How to deal with Russia and China?

She has no answer to that. Balkanization of Internet (different countries have different Internets). She does not see that we could find common ground with China or Russia because of the big ideological differences. It may happen that states reach the point where they agree that cyberattacks are not okay. 2007 nobody died, it was just humiliating. All the cyberattacks have been kind of mild but if cyber 9/11 happens then the world would come together, and states would have more will and intentions to agree on some rules. It is a grey zone if you do not have rules. People get to together usually when something bad happens, it has not happened with cyber yet.

Tech-people can do attribution, but it has a political dimension as well, as it depends on the politicians (do they have the courage to say it out or not). She referred to former Minister of Defence Jaak Aaviksoo who said that we did reasonable attribution and our conclusion is that when somebody does everything like a dog then most probably it is a dog. Attribution is a political question and increasingly states should say that they were attacked by this or that country.

You can buy cyber weapons from the black market but it’s too primitive. It will change with Artificial Intelligence (AI) and internet of things, it will be cheaper for terrorists. So far it has not been used. KRATT – Estonian law on AI (obligations, responsibilities). Finland, company who has AI in its board, EE-FIN are competing on who will have the law first.

Why are there so many diplomatic efforts (84)?

She does not know what all of them are doing. On the one side, it is good that so many institutions are discussing cyber security. 2004 or 2007 nobody was discussing cyber but today everybody is discussing it. Her commission tries to look at what others are doing. It is good to have so many even if they duplicate. It is important to discuss and educate people.

Cyber security is connected to open internet. Are the EU and US values the same if something goes south?

US is very vocal about open internet, freedom of the Internet. They are strong supporters of human rights online and open internet. There are differences how countries see intelligence etc but basically, we are on the same side. We may disagree on small things, but we share the same principles and understanding.

Could you elaborate more on EU’s role (EU diplomacy toolbox) concerning cyber security?

Cyber diplomacy toolbox – if something happens how do we react. International law allows retaliation. We have regulations. What are the measures in case of cyberattack against a member state? All the rules apply to cyber security (political statements, sanctions etc). The same as the EU has done in the case of Crimea. In the EU it is easier than in NATO. In NATO, there is no mechanism of what to do in case of an attack.

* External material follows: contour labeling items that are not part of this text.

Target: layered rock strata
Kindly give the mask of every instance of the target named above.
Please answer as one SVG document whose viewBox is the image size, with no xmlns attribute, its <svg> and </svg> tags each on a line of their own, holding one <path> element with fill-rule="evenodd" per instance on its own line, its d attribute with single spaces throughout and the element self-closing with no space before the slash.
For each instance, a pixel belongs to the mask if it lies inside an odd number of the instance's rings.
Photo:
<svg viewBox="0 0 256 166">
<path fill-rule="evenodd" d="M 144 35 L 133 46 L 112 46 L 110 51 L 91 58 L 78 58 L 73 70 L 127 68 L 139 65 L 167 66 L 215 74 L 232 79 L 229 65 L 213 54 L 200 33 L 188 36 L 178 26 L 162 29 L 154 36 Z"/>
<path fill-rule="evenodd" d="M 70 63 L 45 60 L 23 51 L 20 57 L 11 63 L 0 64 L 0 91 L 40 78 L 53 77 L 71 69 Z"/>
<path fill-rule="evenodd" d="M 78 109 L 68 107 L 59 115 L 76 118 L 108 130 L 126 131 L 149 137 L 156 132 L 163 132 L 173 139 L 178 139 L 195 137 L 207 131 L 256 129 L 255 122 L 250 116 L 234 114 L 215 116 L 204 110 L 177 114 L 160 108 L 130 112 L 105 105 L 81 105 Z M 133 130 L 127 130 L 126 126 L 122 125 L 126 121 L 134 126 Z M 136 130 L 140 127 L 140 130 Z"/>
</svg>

However, there is a problem with the EU and overregulation - EU is very happy when it can regulate something. EU is not a single market, with cyber it is more complicated, there are more regulations. Some regulations are needed because you need to have some frames. You have to know what is allowed and what is not. It is difficult to find a balance.

How Is the cooperation with industries?

Estonia is cooperating pretty well with the industries. All industries (Microsoft, Facebook) complained that governments were not cooperating enough. Industries have ideas. States will not give away authority on retaliation, attribution etc. It is about attitudes (I know how to do my job!). Governments are starting to understand that they can’t do anything without industries. In the end, they have IT-nerds, governments cannot afford them. Hackers are going to school and teach cyber hygiene to students. Teachers were negative until they started to cooperate with the policemen. She said that hackers despite their image are not bad guys.

How much is Estonia an ideal case? How to implement it to other countries?

Estonia is doing well. Other countries need to find what is suitable to them. They don’t need to copy; every country (state) can find something what is interesting to them. Estonia needs to introduce what we are doing and urge others to find what is interesting to them. You can always do the same thing but with going around the corner.